The new data from the Public Health Agency of Canada come as Prime Minister Stephen Harper is preparing to put child and maternal health in the developing world at the top of the agenda when he hosts the G8 summit later this year.
Inuit and First Nations leaders say the visitors should know that Canada's aboriginals are battling a preventable disease due to overcrowding in mouldy homes. Inuit housing and social services are almost entirely reliant on transfer money from the federal government.
“I think they'll be interested to see we've got Third World conditions here in Canada,” said Angus Toulouse, the Ontario regional chief for the Assembly of First Nations, who is responsible for health issues.

Currently in the Inuit regions, we have some quite alarming statistics around rates of infant mortality.... Gail Turner, Inuit Tapiriit Kanatami

Gail Turner, the chair of Inuit Tapiriit Kanatami's national Inuit committee on health, said there is a clear link between the child health problems on the G8 agenda and TB among the Inuit.
“We have the highest birth rate in Canada,” she said. “Currently in the Inuit regions, we have some quite alarming statistics around rates of infant mortality, some of our birth outcomes and, in particular, our rates of respiratory illnesses in young children. And all of these can feed very naturally into TB.”
Ms. Turner said the new figures are significant because it has been very difficult to obtain clear statistics on TB rates among the Inuit population. The health agency data are part of a preliminary release of information in advance of a larger report on tuberculosis in Canada.
Tuberculosis is a contagious infectious disease that enters the body through breathing and settles in the lungs. It can then spread through the central nervous system, infecting bones and joints.
The disease is entirely curable by taking prescription medication for several months, according to the Canadian Lung Association, which describes TB as a worldwide epidemic that kills two million people annually.
The data reveal TB rates among non-aboriginal Canadians have decreased from one per 100,000 in 2003 to 0.8 per 100,000 in 2008, yet rates for aboriginals are climbing. The increase is particularly dramatic among Inuit, for whom the rate climbed from 22.1 cases per 100,000 in 2003 to 157.5 cases per 100,000 in 2008.

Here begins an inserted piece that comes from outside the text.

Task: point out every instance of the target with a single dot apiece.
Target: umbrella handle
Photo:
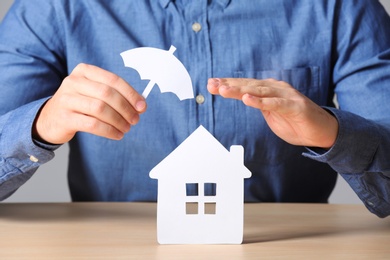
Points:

An earlier report from the Public Health Agency of Canada indicated that 8 per cent of Canadians diagnosed with TB in 2007 died before or during treatment.
Federal Health Minister Leona Aglukkaq, the first Inuk to be sworn into the federal cabinet, told reporters Wednesday her government is working with the provinces and territories to curb the spread of the disease among aboriginals.
Dr. Bryce penned a damning diatribe against the federal government's indifference to TB rates in the schools, titled The Story of a National Crime, after Ottawa terminated his position and shelved his reports.
A 2007 Globe and Mail examination of national archival material revealed that officials continued to warn Ottawa about high TB death rates in residential schools for at least four decades after Dr. Bryce penned his first report on the situation in 1907.
The Globe uncovered one caustic letter sent in 1937 to Indian Affairs by physician D.F. MacInnis on the state of the Shubenacadie Indian Residential School in Nova Scotia. “Evidently somebody has mistaken our residential school for a TB sanatorium,” he wrote.
New Democratic MP Judy Wasylycia-Leis on Wednesday submitted a request to House of Commons Speaker Peter Milliken asking for an emergency debate on the TB findings. The request was declined.